Cybersecurity stepped up at county offices
Wednesday, April 12, 2017 7:03 AM
OTTAWA — As part of ongoing efforts to thwart hacking, a new guest Wi-Fi network was launched in the Putnam County Courthouse late last week. The move comes amid growing concerns about the security of confidential information stored on government servers.
“The guest network insulates anyone in this building from using their phones or laptops or any sort of portable device from our domain structure where all of the public information is stored,” Commissioner Mike Lammers — himself a small business owner and IT specialist — explained.
“The whole idea was to allow (internet) access, but not to the whole network,” Commissioner John Love added.
The techniques — such as ransomware — employed by cyber criminals are increasingly clever and the effects of attacks can prove devastating. With ransomware, hackers are able to effectively cripple a network. They then demand payment to release any given system back into the hands of its owners and operators, hence “ransomware.” Within the last six months, at least two county governments in Ohio were compromised.
In October of last year, neighboring Henry County’s Board of Elections was hacked and ransomware installed, compromising data concerning as many as 17,000 Henry County residents. On January 31, ransomware was detected on a Licking County computer, prompting IT specialists to shut down that county’s network in an effort to contain the virus.
“A lot of these places have paid them,” Love said. “They’re sneaky as heck.”
Such was the case in Henry County, where officials payed an undisclosed amount to regain access to their systems. Officials in Licking County, on the other hand, have thus far refused to pay the ransom demands. That decision, Lammers said, could cost the residents of Licking County upwards of $200,000.
“This is a $150 billion industry,” Lammers said.
While the separation the guest network provides is an essential component, efforts to prevent hacking won’t stop there. All county employees will undergo training to increase awareness of active threats to the county’s information network, many of which find access through misleading emails; all too often, hackers gain access to systems through links and attachments embedded in their emails. That training, Lammers asserted is absolutely essential.
“You assume everyone knows not to click on attachments and links,” Lammers said, “but we’re finding out that’s not always the case.”

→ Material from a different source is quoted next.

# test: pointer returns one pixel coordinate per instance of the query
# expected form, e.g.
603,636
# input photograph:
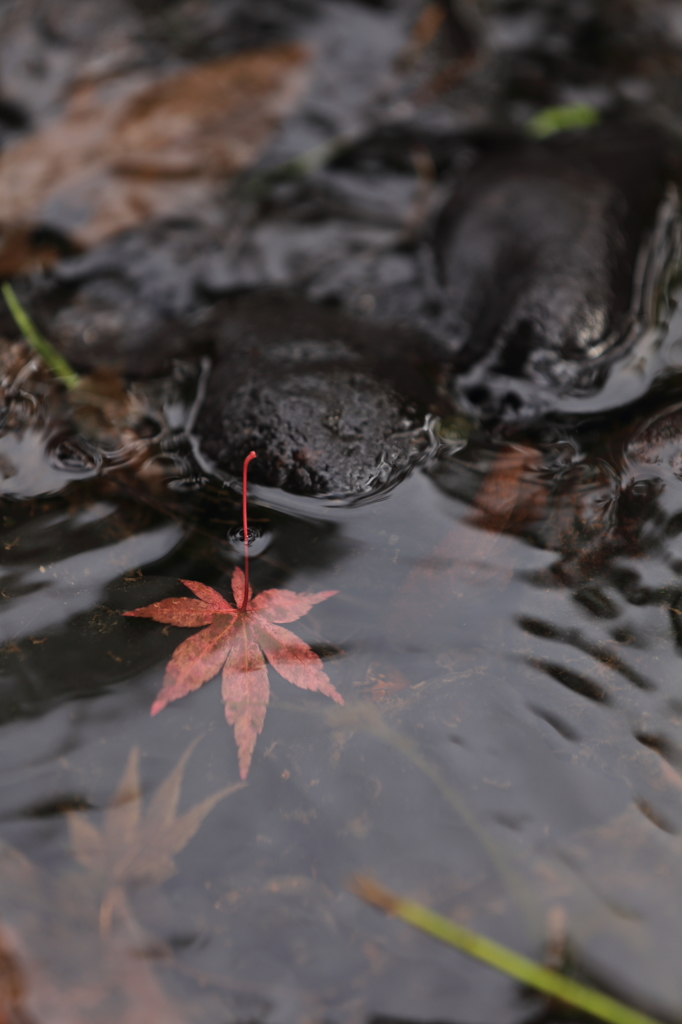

As part of an effort to determine the vulnerability of the county’s network, Joe Burkhart, the county’s IT specialist, launched what Lammers described as “a fishing expedition.” Emails requesting the recipient to click on an associated link were sent to all county employees.
“Fifteen percent of the workforce clicked on it,” Lammers said.
“This is one of the reasons why I wanted this seat,” Lammers said. “My field of expertise can be utilized to improve the security of this building for the protection of the county. This has been a concern of mine for some time. No matter what happens in the next four years, when I leave, it will better than when I came in.”